When Dmitri Mendeleyev first devised the modern periodic table in 1869, he organized it such that elements with
similar characteristics fell into the same columns. Doing so naturally created rows within the table. What scientists
later found out was that these rows represented something very significant. They discovered that the elements in
each successive row contained an additional electron shell. For example, the atoms of hydrogen and helium in the
first row each had one electron shell; atoms of elements listed in the second row had two electron shells, and so on to
elements in the final row, whose atoms each have seven shells.

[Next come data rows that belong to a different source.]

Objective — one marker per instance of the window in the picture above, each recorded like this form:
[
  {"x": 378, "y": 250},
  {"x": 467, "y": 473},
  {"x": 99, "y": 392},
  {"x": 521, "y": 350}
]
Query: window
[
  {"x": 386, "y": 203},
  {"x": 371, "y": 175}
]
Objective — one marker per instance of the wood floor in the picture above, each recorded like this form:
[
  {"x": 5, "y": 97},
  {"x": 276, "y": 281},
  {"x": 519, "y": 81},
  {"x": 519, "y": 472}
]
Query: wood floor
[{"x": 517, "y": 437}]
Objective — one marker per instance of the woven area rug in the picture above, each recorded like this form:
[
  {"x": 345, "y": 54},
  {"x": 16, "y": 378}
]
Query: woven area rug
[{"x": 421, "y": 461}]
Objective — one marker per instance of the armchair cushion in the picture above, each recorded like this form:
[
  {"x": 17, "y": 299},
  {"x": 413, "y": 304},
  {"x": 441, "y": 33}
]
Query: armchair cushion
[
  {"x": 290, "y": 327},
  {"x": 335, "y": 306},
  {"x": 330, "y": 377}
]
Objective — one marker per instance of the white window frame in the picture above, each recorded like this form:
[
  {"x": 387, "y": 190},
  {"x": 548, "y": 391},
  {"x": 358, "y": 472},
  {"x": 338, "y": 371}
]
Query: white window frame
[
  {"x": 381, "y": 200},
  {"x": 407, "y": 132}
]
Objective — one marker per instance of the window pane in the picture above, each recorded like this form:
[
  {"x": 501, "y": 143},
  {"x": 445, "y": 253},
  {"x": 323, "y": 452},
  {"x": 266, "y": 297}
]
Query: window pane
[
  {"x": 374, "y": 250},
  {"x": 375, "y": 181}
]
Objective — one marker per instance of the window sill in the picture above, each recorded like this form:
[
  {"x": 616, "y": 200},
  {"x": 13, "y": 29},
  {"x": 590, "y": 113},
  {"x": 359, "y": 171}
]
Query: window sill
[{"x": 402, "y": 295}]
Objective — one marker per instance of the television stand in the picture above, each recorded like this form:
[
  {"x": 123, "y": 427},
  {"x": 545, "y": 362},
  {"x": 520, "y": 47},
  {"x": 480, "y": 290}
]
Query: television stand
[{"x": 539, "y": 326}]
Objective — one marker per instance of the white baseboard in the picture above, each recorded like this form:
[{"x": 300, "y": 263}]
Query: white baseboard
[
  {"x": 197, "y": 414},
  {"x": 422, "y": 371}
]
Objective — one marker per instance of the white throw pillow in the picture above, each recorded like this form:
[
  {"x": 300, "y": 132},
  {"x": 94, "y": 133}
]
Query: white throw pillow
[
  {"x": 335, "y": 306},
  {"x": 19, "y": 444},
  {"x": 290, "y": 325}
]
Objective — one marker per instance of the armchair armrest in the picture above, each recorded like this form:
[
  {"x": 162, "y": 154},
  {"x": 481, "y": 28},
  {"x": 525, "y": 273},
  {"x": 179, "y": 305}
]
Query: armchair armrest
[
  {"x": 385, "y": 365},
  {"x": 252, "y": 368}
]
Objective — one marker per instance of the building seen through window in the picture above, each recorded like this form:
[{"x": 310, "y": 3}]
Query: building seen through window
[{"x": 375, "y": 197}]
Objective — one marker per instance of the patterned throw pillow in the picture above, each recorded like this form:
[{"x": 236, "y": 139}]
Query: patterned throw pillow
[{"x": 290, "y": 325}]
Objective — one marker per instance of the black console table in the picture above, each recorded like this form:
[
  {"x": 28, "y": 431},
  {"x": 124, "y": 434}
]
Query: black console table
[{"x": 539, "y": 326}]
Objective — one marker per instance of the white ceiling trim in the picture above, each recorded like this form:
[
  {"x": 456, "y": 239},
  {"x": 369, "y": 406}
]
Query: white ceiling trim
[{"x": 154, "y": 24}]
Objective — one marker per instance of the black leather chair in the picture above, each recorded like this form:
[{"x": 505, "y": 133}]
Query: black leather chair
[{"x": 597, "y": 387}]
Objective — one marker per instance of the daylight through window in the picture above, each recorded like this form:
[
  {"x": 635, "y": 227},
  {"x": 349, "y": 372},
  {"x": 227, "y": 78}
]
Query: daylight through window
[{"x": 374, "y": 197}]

From this, scientists learned what caused elements to have different characteristics. Each element's physical
characteristics are determined, in large part, by the number of electrons in the outermost shell of its atoms. As with
the number of protons, the number of electrons increases by one as you move across the table from left to right, top
to bottom. Atoms of elements in the left-hand column have one electron in their outer shell, while atoms of elements
in the right-hand column have eight electrons in their outer shell. How does this determine an element's
characteristics? Single electrons in an outer shell can easily be taken away from the atom with the application of very
little energy. This makes atoms of elements in the left-hand column very reactive (and good conductors of heat and
electricity). It is very difficult, on the other hand, to add or remove electrons from an atom that has eight electrons in
its outer shell. The atoms of these elements, found in the column to the far right, are non-reactive.